Study coordinators are staying in their positions longer, in part, because the economy has made it difficult to change jobs. Yet the study results also suggest that longevity has improved for the simple reason that a high proportion of study monitors like their job. In particular, study coordinators enjoy working with patients and find it gratifying to participate in studies of investigational treatments. CRCs also enjoy the collegial site culture. When asked to rate the biggest benefits of their job, nearly 43% of survey respondents said they found the work was interesting and satisfying. About 20% indicated that working with patients was the best part of their job. Nearly 15% said they liked the flexibility and autonomy offered by the position.
Principal investigators and site directors recognize and appreciate that experienced study coordinators can be a competitive advantage. During the feasibility process, sponsor companies routinely ask investigators about their study coordinator's level of experience and number of years at the site.
Although investigative sites report that they cannot increase CRC salaries because of budget constraints, successful sites find other ways to make their study coordinators feel valued and to make the job meaningful for them. About 70% of sites typically pay for at least part of the cost of continuing education credits for their study coordinators. Other sites look to ease CRC workload by having other staff help with data entry, regulatory responsibilities, or scheduling patients.
In the 2012 study, however, nearly a quarter of study coordinators feel that they lack opportunities for upward mobility at their site. The vast majority —92%—of study coordinators report that they want to advance their careers and, as the economy improves, many report being open to new opportunities. Most sought after career aspirations include becoming a study monitor (26%), a project manager at a CRO or sponsor company (16%), or a site manager (16%).
Simplifying protocol designs—a responsibility that rests with the sponsor—would go far in providing relief for site personnel, especially study coordinators. Today's protocols have an average of 170 total procedures administered over 11 visits during a 175-day period. Studies conducted by the Tufts Center for the Study of Drug Development have consistently demonstrated a strong inverse relationship between protocol complexity and clinical trial performance: The higher the level of complexity, the longer the study will take and the harder it will be to recruit and retain study volunteers.
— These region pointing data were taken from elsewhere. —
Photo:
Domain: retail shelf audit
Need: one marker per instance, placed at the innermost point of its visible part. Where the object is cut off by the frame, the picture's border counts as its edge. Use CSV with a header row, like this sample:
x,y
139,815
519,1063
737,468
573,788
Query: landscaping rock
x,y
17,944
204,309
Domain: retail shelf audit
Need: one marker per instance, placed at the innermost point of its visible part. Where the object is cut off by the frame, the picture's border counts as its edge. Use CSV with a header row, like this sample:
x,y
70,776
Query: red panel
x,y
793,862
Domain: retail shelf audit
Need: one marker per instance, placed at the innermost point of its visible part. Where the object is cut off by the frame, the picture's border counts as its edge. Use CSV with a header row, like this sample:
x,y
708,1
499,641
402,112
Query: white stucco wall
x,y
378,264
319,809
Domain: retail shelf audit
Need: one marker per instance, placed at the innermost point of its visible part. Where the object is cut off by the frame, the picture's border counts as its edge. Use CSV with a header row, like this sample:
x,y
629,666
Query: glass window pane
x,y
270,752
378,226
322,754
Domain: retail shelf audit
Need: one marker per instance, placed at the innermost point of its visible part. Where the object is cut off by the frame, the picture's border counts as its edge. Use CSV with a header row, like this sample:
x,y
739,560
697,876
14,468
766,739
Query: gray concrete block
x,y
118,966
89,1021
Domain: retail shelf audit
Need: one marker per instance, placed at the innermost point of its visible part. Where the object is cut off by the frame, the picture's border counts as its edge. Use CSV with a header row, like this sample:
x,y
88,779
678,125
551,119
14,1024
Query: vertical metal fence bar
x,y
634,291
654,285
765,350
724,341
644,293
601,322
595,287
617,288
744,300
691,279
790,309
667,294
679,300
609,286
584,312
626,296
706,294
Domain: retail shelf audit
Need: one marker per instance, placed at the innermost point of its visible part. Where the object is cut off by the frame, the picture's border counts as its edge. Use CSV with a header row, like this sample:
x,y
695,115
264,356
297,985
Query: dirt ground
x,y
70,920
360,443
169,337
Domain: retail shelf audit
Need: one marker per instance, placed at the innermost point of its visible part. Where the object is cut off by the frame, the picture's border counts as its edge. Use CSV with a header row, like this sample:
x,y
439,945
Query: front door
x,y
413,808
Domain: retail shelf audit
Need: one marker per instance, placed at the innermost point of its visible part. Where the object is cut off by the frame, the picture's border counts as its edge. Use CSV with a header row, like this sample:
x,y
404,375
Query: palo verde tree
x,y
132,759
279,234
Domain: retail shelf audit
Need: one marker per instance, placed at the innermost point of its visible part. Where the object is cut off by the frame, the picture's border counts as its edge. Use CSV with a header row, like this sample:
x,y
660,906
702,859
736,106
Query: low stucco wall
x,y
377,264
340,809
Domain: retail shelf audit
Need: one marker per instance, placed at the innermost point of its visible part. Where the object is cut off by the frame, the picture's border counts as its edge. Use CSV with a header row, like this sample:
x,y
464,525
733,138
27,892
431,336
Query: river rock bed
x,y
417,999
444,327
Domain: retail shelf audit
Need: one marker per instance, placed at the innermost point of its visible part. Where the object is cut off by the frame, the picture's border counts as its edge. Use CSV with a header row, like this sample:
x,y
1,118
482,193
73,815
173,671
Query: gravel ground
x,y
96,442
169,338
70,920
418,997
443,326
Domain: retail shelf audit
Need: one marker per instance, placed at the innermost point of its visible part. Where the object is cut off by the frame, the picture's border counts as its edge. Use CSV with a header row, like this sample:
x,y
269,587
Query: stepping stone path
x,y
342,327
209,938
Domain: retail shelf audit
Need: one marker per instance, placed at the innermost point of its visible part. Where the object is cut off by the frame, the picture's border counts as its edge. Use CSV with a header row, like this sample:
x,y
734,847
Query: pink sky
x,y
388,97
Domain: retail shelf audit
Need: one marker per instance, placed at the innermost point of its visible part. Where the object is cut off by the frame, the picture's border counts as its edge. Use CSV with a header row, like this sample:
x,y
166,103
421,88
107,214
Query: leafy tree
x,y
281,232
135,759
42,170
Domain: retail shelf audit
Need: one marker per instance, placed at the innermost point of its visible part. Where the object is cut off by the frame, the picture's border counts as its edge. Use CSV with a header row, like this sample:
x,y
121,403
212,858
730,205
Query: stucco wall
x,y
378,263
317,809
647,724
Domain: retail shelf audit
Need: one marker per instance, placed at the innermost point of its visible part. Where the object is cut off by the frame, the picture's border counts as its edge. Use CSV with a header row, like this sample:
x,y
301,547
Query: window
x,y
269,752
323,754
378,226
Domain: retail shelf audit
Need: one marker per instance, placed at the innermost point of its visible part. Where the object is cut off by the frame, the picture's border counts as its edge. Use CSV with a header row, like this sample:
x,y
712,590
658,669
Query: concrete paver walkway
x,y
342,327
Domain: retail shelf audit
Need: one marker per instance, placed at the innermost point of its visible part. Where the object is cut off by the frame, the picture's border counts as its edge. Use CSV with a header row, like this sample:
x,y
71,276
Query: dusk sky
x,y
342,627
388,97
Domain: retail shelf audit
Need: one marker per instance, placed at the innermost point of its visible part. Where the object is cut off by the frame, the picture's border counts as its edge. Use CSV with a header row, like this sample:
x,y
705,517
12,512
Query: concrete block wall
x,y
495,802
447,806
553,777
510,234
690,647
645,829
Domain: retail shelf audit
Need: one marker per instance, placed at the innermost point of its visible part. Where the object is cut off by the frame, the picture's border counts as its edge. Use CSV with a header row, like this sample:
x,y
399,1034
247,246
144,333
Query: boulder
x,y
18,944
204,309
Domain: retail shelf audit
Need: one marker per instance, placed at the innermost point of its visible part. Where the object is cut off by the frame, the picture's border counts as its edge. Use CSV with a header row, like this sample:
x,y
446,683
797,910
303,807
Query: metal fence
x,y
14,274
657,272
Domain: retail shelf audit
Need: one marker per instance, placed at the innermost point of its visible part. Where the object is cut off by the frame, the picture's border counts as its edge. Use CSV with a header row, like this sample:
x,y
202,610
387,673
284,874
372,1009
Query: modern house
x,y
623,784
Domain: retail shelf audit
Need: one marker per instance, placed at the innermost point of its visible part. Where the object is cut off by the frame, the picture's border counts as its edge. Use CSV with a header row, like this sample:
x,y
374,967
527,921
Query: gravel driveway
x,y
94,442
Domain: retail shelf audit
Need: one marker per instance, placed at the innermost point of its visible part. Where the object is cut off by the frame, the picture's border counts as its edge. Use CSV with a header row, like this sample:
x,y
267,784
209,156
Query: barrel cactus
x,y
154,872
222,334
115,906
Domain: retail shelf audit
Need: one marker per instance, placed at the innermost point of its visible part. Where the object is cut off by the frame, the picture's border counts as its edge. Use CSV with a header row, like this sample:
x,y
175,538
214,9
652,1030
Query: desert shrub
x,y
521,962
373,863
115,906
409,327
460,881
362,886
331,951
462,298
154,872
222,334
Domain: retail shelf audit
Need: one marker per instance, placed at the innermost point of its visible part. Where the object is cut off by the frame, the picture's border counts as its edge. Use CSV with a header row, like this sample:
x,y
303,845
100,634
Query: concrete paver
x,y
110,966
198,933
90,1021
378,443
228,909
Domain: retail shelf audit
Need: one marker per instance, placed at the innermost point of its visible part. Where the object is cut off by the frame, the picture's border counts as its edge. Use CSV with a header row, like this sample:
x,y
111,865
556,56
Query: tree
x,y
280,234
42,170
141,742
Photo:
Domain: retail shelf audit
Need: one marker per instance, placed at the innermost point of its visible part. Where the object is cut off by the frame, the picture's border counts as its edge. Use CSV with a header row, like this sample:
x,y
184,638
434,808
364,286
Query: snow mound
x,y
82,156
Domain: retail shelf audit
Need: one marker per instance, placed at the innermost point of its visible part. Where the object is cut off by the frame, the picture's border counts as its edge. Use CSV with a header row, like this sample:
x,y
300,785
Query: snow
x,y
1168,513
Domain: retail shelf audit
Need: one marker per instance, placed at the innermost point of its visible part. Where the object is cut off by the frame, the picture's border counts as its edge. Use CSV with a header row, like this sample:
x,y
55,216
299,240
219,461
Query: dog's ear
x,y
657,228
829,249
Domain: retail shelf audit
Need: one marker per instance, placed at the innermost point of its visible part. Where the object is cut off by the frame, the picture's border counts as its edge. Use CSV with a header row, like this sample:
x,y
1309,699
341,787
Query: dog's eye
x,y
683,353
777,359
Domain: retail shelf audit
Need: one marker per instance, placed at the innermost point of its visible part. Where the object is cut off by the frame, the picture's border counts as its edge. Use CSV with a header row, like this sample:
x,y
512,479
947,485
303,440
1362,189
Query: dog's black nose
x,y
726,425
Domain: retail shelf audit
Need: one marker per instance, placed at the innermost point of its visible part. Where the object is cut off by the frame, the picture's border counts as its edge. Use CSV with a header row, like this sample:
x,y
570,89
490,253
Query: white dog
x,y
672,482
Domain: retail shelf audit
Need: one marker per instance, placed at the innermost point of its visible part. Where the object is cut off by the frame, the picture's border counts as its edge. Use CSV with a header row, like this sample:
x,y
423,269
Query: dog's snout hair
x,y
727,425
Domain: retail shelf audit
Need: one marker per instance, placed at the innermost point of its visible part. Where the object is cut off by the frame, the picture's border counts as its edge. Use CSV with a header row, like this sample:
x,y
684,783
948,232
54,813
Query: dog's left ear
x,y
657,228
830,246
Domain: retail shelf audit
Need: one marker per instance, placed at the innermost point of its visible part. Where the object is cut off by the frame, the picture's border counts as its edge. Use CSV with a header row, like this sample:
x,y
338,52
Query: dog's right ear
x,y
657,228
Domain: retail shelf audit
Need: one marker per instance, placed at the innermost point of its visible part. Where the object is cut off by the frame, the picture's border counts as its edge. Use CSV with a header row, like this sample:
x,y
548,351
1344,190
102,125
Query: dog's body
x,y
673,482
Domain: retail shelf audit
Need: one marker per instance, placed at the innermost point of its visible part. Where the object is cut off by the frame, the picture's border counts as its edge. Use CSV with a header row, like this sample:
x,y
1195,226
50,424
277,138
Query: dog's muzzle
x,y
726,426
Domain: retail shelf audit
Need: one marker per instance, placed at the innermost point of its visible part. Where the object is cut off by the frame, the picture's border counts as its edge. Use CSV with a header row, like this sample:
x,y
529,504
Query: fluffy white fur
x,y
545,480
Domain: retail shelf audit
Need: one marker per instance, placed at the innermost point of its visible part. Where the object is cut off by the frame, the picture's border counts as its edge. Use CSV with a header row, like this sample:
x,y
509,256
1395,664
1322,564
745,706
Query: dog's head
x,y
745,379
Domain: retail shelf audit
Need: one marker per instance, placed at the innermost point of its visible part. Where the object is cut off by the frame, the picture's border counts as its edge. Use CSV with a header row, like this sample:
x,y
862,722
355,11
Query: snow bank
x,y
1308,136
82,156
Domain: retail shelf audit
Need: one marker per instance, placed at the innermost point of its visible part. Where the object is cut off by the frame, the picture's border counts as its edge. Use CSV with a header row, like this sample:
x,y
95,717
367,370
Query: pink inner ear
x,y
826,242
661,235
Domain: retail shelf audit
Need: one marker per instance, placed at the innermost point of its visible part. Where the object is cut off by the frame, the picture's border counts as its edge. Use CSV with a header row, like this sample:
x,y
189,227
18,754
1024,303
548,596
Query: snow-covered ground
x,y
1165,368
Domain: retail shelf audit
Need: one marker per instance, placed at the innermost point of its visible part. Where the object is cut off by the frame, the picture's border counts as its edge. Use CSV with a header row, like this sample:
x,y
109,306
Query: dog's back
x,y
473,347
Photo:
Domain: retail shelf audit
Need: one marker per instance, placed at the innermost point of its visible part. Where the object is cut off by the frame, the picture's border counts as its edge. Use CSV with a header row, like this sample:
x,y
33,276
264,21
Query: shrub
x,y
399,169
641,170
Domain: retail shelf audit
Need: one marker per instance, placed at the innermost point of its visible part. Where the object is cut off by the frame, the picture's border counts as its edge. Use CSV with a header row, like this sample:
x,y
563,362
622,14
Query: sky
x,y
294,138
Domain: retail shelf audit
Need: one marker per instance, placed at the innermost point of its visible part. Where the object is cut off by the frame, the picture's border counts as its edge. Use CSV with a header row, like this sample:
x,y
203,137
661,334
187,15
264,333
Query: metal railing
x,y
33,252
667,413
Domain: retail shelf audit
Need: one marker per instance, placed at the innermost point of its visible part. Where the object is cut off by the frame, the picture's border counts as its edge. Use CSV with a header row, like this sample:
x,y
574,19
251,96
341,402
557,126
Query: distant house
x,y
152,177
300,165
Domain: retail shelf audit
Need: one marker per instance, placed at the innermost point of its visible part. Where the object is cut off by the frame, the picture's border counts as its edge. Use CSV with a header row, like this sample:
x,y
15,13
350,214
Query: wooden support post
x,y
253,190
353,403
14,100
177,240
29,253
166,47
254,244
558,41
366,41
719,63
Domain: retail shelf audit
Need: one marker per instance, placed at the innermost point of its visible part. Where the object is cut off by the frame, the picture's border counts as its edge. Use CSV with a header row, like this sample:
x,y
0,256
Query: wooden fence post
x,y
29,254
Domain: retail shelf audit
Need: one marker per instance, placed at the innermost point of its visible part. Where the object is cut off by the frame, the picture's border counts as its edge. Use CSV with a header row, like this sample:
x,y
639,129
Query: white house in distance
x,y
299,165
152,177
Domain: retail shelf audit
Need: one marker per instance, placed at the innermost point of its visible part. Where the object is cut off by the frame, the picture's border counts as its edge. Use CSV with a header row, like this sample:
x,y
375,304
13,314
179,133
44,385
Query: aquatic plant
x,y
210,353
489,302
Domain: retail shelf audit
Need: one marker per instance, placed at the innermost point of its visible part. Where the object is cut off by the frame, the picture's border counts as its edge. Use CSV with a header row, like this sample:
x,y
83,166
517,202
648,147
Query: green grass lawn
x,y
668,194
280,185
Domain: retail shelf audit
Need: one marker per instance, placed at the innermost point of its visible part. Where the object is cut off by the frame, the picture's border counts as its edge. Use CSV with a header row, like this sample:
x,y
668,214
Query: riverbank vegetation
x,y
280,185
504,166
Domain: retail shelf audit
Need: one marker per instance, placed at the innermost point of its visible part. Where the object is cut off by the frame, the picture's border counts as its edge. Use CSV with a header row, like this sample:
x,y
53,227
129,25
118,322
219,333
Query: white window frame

Many sponsors are now reviewing their protocol design practices to identify improvement opportunities that will both ease execution burden and improve study efficiency and speed.
Study coordinators frequently ask to provide feedback on study feasibility early in the process and provide logistical input before a study begins. Active solicitation of CRC feedback and the application of these suggestions when appropriate may also ease coordinator workload.
Sponsors and CROs are also working to form stronger relationships with their site partners. Some of these relationships are designed to offer some relief to CRCs: Both Quintiles and Covance have programs, for example, that provide dedicated liaisons and support teams that can offer practical assistance to site personnel having trouble with administrative tasks, patient recruitment management, and slow study initiation.
At the moment, the study coordinator workforce remains stable. Yet sponsors, CROs, and investigative site management face significant challenges if experienced and productive study coordinators, exhausted by an ever-increasing workload, begin to exit their sites in order to earn higher salaries and advance their careers. The CRC operating environment is reaching a tipping point and must be monitored and managed proactively.